Figure 6. ATM facilitates repair of biotin-blocked DSBs.

(a) Scheme of the modified pEGFP-Pem1 system harbouring 5′-phosphate or 5′-biotin ends (left) and the expected repair product (right). (b) HEK293T cells were transfected in the presence or absence of 10 μM ATM inhibitor (KU55933) with the substrates described above, and analysed by FACS for GFP-positive cells (left) and average GFP intensity (right). In both cases, data are relative to transfection with a control pEGFP-Pem1 circular plasmid. Average±s.e.m. of four independent experiments and statistical significance by two-way ANOVA with Bonferroni post-test are shown (*P≤0.05; **P≤0.01; ***P≤0.001). (c) Percentage of plasmid-repair events not associated with detectable sequence loss.
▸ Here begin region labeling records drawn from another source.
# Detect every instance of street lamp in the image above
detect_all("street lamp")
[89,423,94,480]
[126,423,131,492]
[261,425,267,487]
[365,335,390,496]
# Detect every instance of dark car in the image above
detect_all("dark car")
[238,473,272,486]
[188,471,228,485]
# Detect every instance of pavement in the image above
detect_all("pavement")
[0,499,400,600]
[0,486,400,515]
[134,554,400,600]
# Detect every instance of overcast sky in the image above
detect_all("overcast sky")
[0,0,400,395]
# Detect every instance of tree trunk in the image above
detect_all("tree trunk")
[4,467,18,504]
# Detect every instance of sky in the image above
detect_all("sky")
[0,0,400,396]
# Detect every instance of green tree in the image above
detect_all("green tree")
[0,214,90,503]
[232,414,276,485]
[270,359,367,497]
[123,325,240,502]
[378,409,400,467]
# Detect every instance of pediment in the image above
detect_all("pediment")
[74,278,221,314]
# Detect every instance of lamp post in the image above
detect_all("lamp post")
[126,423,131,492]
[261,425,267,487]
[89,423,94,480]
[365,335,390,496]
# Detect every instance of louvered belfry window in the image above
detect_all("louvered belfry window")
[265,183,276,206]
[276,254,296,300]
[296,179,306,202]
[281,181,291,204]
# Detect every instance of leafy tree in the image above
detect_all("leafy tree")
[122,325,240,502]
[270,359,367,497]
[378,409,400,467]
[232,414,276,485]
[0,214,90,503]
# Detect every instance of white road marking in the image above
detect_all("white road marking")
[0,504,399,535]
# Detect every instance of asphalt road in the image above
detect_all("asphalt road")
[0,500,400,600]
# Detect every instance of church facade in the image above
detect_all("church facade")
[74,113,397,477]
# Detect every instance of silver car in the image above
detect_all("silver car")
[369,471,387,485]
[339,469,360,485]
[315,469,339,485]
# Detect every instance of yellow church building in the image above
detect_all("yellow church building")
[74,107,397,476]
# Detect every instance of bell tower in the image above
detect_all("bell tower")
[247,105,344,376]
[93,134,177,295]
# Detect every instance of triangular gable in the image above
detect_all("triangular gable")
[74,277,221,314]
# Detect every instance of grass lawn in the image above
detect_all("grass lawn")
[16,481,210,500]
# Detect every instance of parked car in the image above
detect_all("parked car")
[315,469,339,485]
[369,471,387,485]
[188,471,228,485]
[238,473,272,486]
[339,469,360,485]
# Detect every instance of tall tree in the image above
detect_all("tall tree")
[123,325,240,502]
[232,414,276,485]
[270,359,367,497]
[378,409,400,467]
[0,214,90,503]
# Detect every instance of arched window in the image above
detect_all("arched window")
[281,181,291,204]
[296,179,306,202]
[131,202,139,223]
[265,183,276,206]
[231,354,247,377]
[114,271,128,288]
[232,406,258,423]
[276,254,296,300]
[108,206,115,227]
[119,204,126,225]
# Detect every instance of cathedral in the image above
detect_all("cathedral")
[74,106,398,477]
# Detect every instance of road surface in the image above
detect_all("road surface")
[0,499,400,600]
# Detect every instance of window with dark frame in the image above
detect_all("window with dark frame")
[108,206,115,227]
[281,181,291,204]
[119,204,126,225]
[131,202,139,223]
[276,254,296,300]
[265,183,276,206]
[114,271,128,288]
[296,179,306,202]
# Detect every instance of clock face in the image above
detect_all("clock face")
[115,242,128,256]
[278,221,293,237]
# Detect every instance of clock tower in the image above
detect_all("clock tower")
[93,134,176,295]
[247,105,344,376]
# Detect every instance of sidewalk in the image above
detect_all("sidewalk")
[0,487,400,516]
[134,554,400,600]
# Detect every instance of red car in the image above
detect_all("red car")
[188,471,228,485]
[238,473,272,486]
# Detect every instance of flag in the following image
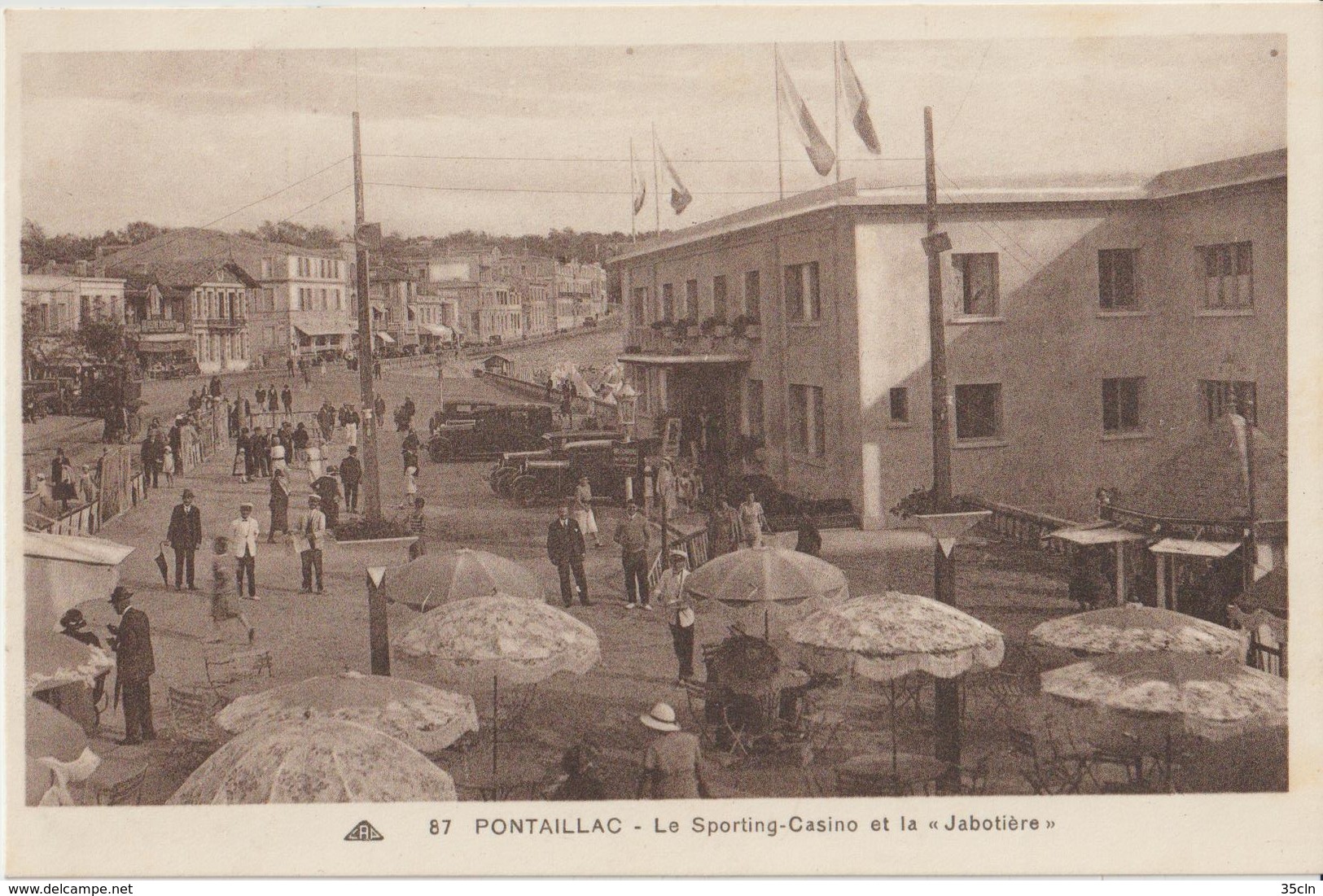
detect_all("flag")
[777,55,836,176]
[836,44,883,156]
[658,142,694,214]
[630,140,648,214]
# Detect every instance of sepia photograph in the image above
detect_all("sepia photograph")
[6,3,1321,873]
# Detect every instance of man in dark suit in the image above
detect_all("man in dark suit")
[110,585,156,744]
[546,504,593,606]
[165,489,203,591]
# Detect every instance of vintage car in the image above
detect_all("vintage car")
[506,439,629,508]
[427,404,554,462]
[487,448,554,498]
[542,430,624,451]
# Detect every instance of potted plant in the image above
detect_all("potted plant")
[332,515,418,559]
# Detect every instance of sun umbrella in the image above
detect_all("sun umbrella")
[216,671,478,754]
[168,718,455,805]
[686,547,849,637]
[24,697,101,806]
[394,595,602,776]
[387,547,542,612]
[23,532,135,627]
[790,591,1005,769]
[1029,606,1247,658]
[1043,653,1286,740]
[24,627,115,694]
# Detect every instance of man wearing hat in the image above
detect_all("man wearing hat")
[110,585,156,744]
[340,446,362,513]
[639,703,707,799]
[658,549,696,684]
[165,489,203,591]
[616,500,652,610]
[299,494,326,595]
[546,504,593,606]
[230,500,262,600]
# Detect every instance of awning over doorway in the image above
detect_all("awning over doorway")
[1048,526,1145,544]
[294,321,353,335]
[1149,538,1240,559]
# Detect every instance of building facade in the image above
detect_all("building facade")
[104,235,358,367]
[612,151,1286,527]
[556,262,606,329]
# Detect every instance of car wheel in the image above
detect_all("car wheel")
[510,474,541,508]
[493,466,519,498]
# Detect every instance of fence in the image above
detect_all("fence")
[482,371,616,422]
[24,403,231,535]
[959,494,1080,555]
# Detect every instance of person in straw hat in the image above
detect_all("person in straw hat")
[658,549,696,684]
[639,703,707,799]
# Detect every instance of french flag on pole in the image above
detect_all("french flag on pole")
[836,44,883,156]
[777,53,836,177]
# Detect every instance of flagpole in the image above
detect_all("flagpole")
[831,41,840,184]
[771,44,786,199]
[652,121,662,237]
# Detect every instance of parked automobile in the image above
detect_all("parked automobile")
[508,439,629,508]
[427,404,554,462]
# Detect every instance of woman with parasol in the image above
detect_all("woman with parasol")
[212,535,256,644]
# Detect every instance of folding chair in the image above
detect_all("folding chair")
[167,687,229,760]
[203,650,274,702]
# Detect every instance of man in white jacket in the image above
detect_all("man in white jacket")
[299,494,326,595]
[230,502,262,600]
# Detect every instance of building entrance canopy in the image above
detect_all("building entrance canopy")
[620,354,750,367]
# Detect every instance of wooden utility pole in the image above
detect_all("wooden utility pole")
[923,106,961,764]
[353,112,381,519]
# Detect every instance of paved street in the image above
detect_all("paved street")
[29,349,1073,801]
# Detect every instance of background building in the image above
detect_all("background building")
[612,151,1286,527]
[104,227,358,367]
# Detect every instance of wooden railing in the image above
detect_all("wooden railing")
[959,494,1080,555]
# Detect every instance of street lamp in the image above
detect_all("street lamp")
[616,383,639,441]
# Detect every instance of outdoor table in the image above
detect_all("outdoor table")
[836,754,950,797]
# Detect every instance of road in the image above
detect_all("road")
[25,331,1073,802]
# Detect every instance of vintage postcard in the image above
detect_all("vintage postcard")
[4,4,1323,892]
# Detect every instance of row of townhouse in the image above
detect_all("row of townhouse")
[612,151,1287,527]
[401,248,606,343]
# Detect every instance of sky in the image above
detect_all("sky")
[20,34,1286,235]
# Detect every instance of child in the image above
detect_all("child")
[212,535,256,644]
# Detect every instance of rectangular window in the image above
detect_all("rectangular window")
[712,275,728,321]
[786,262,823,321]
[745,271,762,320]
[745,379,768,439]
[1098,248,1139,311]
[951,252,1001,317]
[955,383,1001,441]
[1102,377,1145,434]
[790,383,827,457]
[1198,379,1258,426]
[891,386,909,423]
[1198,243,1255,308]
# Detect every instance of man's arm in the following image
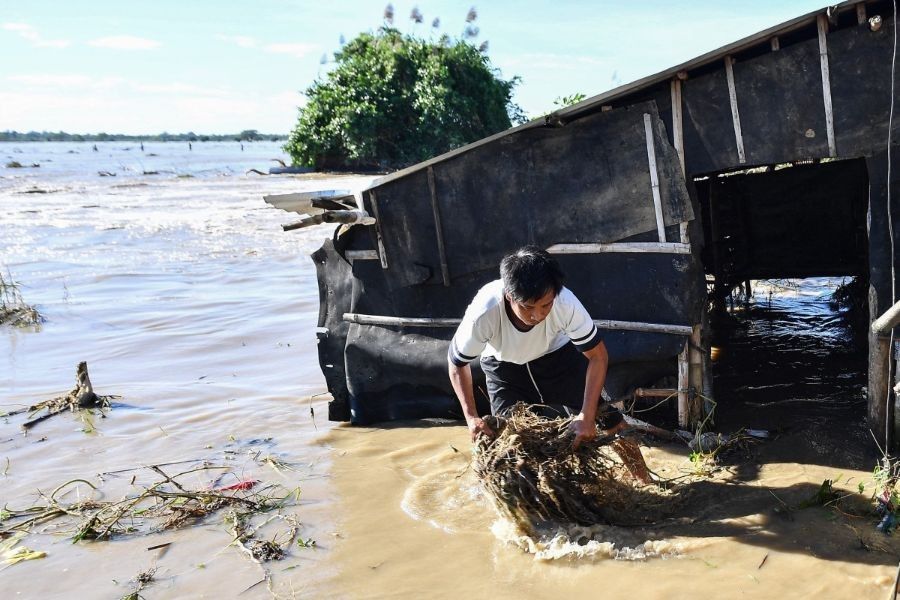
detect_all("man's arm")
[447,361,494,442]
[572,342,609,448]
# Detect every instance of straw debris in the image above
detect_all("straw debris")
[473,405,676,532]
[0,271,44,327]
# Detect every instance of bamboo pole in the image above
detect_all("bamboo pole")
[343,313,692,336]
[644,113,666,242]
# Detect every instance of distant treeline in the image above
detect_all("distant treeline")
[0,129,287,142]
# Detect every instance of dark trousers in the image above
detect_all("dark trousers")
[481,342,622,429]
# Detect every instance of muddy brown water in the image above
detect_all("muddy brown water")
[0,148,898,599]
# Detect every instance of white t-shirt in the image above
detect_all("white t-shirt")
[449,279,601,366]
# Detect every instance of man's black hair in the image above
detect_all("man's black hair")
[500,246,565,302]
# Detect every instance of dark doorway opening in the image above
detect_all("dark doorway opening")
[695,159,868,462]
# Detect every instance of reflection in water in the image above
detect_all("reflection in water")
[713,278,867,429]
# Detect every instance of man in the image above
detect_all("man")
[448,246,650,483]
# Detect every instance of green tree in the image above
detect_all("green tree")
[284,22,523,169]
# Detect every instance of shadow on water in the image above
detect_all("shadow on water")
[713,278,880,470]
Statistical significance by Chi Square test is shown (*P≤0.05; **P≤0.01; ***P≤0.001). (d) Deletion size in plasmid repair events. Substrates as described above. Average±s.e.m. and statistical significance by Kruskal-Wallis test with Dunn’s post-test is indicated.

Figure 7. Model for ATM involvement in blocked DSB repair.

ATM promotes processing of blocked DSBs and inhibits excessive degradation. This promotes efficient and accurate repair, preventing the accumulation of unrepaired DSBs, cell death and genome instability, which can trigger the development of A-T symptomatology.